/task

A distributed task manager: slurm/volcengine/multiprocess

Primary LanguageJupyter Notebook

Task

This is distributed simple task manager on Linux, support multiple backends

  • Volcengine based on official sdk
  • Slurm cluster based on pyslurm
  • multiprocess python library (TODO)

Installment

Clone current repo and execute following command

bash install.sh <backend> # backend could be 'slurm', 'volcengine' or all

you should make sure slurm is installed before run previous command if you want use slurm as backend.

Configuration

Some necessary configuration is required for different backends.

  1. For pyslurm General config yaml example. Actually you can config all at sbatch script
partitions: gpu
gres_per_node:
  gpu: 1
threads_per_core: 1
  1. For slurm-cli General config yaml example. Actually you can config all at sbatch script
partition: cpu
gres: gpu:1
threads_per_core: 1
  1. For volcengine First we need generate an access key and sercet key on VolcEngine control panel. Set them as ENV
export VOLC_ACCESSKEY=**********
export VOLC_SECRETKEY=**************
export VOLC_REGION=cn-beijing

Or save them to ~/.volc/credentials

[default]
access_key_id     = **********
secret_access_key = **************

Region to ~/.volc/config

[default]
region       = cn-beijing

And then you can save a general task config file.

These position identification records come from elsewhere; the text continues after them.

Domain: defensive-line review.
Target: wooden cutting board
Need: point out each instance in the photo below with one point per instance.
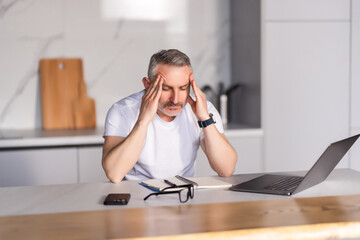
(65, 104)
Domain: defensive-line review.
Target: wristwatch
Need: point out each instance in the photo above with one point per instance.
(211, 120)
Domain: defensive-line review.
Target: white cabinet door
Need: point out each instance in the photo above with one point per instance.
(309, 10)
(38, 167)
(305, 86)
(249, 150)
(90, 168)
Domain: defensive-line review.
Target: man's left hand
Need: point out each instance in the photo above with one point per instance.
(199, 106)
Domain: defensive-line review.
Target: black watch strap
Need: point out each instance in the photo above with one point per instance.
(211, 120)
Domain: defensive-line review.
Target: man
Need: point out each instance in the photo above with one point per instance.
(155, 133)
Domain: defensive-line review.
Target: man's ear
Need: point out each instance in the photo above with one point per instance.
(146, 82)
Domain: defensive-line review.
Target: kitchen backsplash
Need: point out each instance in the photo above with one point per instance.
(115, 39)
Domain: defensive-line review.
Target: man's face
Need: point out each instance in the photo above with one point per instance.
(175, 90)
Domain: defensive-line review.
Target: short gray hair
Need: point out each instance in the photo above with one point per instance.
(169, 57)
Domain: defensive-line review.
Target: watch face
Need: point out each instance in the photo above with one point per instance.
(212, 117)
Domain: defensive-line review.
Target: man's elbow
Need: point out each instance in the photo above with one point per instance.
(115, 179)
(227, 172)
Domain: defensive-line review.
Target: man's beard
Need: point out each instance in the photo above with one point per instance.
(162, 108)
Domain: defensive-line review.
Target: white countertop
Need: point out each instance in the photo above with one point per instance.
(90, 196)
(38, 138)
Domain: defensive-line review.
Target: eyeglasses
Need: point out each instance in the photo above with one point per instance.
(186, 192)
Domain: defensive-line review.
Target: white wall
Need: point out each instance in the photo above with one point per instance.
(114, 42)
(355, 82)
(306, 82)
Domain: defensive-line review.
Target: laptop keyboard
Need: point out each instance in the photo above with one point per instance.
(285, 184)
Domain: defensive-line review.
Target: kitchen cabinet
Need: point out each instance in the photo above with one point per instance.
(90, 168)
(45, 158)
(305, 81)
(248, 145)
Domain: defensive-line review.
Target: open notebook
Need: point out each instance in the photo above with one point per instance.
(198, 182)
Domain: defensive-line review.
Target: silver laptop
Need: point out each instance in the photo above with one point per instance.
(288, 185)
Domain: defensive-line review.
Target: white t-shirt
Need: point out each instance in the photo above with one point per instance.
(170, 148)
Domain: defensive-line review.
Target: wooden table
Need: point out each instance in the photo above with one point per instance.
(298, 217)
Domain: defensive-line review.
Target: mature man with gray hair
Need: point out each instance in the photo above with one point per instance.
(156, 133)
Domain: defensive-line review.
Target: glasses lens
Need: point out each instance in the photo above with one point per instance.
(191, 191)
(184, 195)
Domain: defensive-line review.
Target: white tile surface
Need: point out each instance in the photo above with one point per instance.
(307, 9)
(305, 92)
(115, 51)
(38, 167)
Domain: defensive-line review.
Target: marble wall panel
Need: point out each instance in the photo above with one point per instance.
(114, 41)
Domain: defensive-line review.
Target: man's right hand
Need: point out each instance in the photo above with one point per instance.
(150, 100)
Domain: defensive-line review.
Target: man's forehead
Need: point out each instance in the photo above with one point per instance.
(175, 85)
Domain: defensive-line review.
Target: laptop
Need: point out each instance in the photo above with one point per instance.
(289, 185)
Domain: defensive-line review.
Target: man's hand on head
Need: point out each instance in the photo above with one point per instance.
(150, 100)
(199, 106)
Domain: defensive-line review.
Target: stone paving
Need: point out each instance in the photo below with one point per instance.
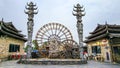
(91, 64)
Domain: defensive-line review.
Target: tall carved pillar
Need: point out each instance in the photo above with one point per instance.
(79, 14)
(30, 11)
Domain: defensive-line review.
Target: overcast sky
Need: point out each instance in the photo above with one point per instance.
(60, 11)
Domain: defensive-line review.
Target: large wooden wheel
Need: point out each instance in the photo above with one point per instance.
(53, 32)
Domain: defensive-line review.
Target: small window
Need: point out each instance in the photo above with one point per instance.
(96, 49)
(14, 48)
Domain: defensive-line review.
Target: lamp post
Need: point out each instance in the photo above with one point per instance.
(30, 11)
(79, 14)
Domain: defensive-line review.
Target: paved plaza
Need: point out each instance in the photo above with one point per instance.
(91, 64)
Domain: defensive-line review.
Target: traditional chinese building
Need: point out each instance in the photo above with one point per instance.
(104, 42)
(11, 40)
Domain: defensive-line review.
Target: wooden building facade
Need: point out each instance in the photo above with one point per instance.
(104, 42)
(11, 40)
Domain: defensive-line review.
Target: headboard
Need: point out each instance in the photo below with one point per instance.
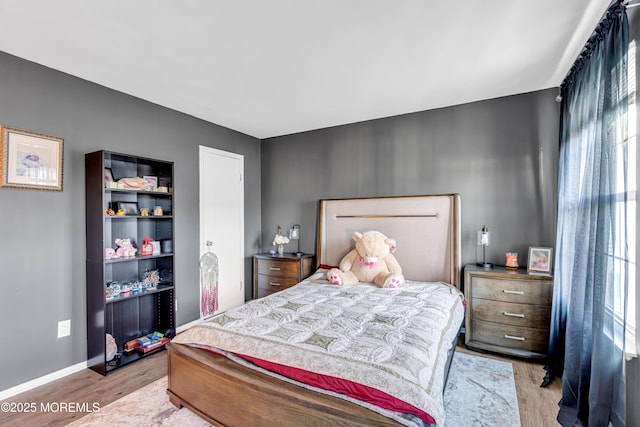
(426, 230)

ImageId: vemlp-cn-beijing.cr.volces.com/preset-images/slurm:0.7.0
ResourceQueueId: q-********
Framework: Custom
TaskRoleSpecs:
  - RoleName: worker
    RoleReplicas: 1
    ResourceSpecID: ml.xni3.5xlarge # GPU * 1
Storages:
  - Type: Vepfs
    MountPath: /path/you/want/to/mounted
    VepfsName: vepfs-******   # vepfs resource name
    VepfsId: vepfs-********** # vepfs resource id
    SubPath: subpath/of/vepfs # allocated by IT
    ReadOnly: true

Usage

Following example is for using Volcengine. Other backends are similar to it.

from task import VolcengineMLTaskManager
# create task manager
volcengine_task_manager = VolcengineMLTaskManager('config/volc_mltask.yaml')

# submit a task to run nvidia-smi
task_id1 = volcengine_task_manager.submit(
    name='test_task_1',
    entrypoint_path='nvidia-smi'
)

# submit a task and pending until task1 finished
task_id2 = volcengine_task_manager.submit(
    'test_task_2',
    'nvidia-smi; sleep 2; echo hello',
    dependencies={
        'afterok': task_id1
    }
)

# list all submit task
volcengine_task_manager.list()

# query status of specific task, return a TaskStatus Enum Object
volcengine_task_manager.status(task_id)

# cancel a task
volcengine_task_manager.cancel(task_id)

# wait task2 finished
volcengine_task_manager.wait(task_id2)